Reputation: 4983
I have been struggling to find an elegant way of looking up multiple values from a pandas DataFrame. Assume we have a dataframe df
that holds the “result” R
, that depends on multiple index keys, and we have another dataframe keys
where each row is a list of values to look up from df
. The problem is to loop over the keys and look up the corresponding value from df
. If the value does not exist in df
, I expect to get a np.nan
.
So far I have come up with three different methods, but I feel that all of them lack elegance. So my question is there another prettier method for multiple lookups?

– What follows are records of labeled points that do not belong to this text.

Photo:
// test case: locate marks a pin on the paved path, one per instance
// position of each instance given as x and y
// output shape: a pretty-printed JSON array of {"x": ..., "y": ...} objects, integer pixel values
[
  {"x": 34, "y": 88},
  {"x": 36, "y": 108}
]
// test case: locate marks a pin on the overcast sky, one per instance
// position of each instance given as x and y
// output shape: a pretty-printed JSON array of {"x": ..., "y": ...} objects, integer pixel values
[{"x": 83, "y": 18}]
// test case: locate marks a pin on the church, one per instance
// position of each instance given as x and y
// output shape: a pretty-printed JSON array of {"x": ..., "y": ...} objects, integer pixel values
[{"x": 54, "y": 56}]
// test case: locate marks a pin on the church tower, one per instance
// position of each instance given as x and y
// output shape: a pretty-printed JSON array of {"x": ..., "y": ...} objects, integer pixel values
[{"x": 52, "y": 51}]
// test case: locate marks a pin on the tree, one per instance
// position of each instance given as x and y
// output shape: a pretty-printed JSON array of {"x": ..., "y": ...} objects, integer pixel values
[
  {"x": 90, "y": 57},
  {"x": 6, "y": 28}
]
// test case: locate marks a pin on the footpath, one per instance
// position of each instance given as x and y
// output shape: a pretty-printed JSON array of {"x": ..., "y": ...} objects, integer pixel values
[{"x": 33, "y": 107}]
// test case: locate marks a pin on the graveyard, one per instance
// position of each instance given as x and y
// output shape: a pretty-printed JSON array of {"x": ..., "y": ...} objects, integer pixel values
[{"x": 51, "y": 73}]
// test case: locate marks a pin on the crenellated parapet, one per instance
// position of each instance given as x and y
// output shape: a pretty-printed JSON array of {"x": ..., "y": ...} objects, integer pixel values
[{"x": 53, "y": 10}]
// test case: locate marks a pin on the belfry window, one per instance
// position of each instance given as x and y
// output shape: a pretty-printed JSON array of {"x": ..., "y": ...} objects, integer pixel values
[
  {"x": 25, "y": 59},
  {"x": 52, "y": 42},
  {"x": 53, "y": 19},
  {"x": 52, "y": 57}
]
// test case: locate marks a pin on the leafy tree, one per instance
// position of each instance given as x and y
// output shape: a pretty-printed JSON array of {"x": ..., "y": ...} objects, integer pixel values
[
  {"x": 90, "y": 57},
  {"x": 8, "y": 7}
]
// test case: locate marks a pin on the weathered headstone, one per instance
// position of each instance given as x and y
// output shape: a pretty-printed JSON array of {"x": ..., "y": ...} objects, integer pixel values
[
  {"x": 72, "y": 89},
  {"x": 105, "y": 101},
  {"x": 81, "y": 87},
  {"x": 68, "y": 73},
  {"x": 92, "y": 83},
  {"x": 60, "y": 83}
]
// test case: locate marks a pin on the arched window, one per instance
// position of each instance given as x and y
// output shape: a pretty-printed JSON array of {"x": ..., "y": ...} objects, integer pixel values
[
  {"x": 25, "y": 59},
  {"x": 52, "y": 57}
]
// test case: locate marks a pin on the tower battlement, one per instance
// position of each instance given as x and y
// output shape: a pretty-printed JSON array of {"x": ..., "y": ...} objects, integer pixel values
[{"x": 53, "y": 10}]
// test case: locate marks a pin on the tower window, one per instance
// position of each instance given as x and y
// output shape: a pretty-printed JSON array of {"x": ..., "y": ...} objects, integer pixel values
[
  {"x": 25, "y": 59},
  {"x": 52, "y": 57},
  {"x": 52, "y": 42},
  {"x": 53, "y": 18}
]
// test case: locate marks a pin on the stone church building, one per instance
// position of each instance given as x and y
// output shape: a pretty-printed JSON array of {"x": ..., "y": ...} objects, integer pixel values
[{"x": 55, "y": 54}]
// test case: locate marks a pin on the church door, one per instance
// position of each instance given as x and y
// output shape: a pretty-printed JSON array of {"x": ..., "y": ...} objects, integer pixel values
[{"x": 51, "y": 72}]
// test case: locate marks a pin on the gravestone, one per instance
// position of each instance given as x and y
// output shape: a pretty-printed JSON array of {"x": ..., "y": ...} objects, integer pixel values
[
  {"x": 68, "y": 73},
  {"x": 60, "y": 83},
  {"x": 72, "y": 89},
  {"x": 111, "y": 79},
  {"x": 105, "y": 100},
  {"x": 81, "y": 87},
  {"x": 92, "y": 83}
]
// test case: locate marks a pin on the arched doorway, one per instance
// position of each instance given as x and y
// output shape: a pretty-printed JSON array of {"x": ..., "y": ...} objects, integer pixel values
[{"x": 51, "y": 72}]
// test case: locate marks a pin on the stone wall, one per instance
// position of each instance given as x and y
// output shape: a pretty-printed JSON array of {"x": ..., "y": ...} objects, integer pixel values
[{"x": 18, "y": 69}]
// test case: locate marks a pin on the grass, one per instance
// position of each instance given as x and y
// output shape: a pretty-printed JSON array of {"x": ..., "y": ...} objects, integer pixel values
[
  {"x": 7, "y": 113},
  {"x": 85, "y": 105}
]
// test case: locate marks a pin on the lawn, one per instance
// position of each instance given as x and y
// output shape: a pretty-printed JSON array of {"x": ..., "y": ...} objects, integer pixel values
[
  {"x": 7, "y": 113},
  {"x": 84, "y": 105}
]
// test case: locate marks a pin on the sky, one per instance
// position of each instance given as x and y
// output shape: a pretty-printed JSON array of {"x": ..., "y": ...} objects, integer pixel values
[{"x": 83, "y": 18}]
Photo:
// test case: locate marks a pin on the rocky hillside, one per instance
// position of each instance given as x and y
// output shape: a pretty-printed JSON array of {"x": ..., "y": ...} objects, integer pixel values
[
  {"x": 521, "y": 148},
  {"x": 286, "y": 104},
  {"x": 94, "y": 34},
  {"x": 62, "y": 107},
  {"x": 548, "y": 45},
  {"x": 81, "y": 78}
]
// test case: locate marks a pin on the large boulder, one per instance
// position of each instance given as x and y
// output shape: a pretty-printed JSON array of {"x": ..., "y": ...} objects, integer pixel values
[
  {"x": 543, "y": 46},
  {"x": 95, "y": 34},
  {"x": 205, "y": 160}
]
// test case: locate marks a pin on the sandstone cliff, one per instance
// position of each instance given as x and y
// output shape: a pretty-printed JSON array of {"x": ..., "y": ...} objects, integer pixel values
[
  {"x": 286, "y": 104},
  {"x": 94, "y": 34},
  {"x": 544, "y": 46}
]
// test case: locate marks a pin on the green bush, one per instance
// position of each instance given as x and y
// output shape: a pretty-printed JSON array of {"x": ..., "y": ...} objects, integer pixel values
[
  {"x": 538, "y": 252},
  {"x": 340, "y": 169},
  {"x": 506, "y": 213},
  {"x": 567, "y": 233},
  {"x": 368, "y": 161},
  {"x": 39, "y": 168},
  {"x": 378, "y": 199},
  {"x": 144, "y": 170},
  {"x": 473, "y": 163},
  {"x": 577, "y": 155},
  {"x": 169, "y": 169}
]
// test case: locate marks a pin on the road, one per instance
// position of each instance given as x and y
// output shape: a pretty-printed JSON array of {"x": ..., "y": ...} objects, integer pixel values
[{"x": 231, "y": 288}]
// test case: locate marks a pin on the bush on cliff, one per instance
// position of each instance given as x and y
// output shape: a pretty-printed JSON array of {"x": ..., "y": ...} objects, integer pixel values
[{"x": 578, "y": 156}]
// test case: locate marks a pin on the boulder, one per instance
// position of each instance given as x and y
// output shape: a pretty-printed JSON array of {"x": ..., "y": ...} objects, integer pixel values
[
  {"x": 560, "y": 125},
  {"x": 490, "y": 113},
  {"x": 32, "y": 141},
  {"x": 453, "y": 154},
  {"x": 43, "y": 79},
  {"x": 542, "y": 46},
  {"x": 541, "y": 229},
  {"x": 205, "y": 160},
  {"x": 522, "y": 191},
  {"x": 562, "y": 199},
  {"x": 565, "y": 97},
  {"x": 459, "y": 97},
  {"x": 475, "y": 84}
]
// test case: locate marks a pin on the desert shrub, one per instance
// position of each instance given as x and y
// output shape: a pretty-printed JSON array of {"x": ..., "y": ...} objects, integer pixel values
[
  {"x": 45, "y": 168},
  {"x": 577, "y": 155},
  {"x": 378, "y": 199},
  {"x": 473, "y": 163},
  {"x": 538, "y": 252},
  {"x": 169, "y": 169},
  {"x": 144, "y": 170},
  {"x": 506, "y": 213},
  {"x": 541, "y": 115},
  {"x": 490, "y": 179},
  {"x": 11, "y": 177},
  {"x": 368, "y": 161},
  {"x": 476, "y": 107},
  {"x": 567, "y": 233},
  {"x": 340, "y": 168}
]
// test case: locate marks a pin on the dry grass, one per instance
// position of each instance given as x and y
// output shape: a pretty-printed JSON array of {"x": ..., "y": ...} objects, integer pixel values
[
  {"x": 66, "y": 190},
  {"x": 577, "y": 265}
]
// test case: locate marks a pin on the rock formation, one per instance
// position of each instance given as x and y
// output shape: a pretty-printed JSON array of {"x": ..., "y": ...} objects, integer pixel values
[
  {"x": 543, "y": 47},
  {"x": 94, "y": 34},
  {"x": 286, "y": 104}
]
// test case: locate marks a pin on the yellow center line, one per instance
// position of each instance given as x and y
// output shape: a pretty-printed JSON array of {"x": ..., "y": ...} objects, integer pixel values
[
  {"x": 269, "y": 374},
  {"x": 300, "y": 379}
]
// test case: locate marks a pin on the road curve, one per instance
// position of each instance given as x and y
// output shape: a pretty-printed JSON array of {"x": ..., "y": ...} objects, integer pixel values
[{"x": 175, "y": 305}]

Note that the three methods below all give the same result.
import pandas as pd
import numpy as np
df = pd.DataFrame({'A':range(5),
'B':range(10,15),
'C':range(100,105),
'R':np.random.rand(5)}).set_index(['A','B','C'])
print 'df'
print df
keys = pd.DataFrame({'A':[0,0,5],'B':[10,10,10],'C':[100,100,100]})
print '--'
print 'keys'
print keys
# By merge
print '--'
print pd.merge(df.reset_index(), keys, on=['A','B','C'],how='right').reset_index().R
# By reindex
print '--'
print df.reindex(keys.set_index(['A','B','C']).index).reset_index().R
# By apply
print '--'
print keys.apply(lambda s : df.R.get((s.A,s.B,s.C)),axis=1).to_frame('R').R
Upvotes: 0
Views: 681
Reputation: 4983
I found an even simpler solution:
keys = (pd.DataFrame({'A':[0,0,5],'B':[10,10,10],'C':[100,100,100]})
.set_index(['A','B','C']))
keys['R'] = df
or similarly (and more chaining compatible):
keys.assign(R = df)
That's all that is needed. The automatic alignment of the index does the rest of the work! :-)
Upvotes: 0
Reputation: 5372
I think update
is pretty.
result = keys.set_index( ['A','B','C']) # looks like R
result['R'] = pd.np.nan # add nan
Them use update
result.update(df)
R
A B C
0 10 100 0.068085
100 0.068085
5 10 100 NaN
Upvotes: 1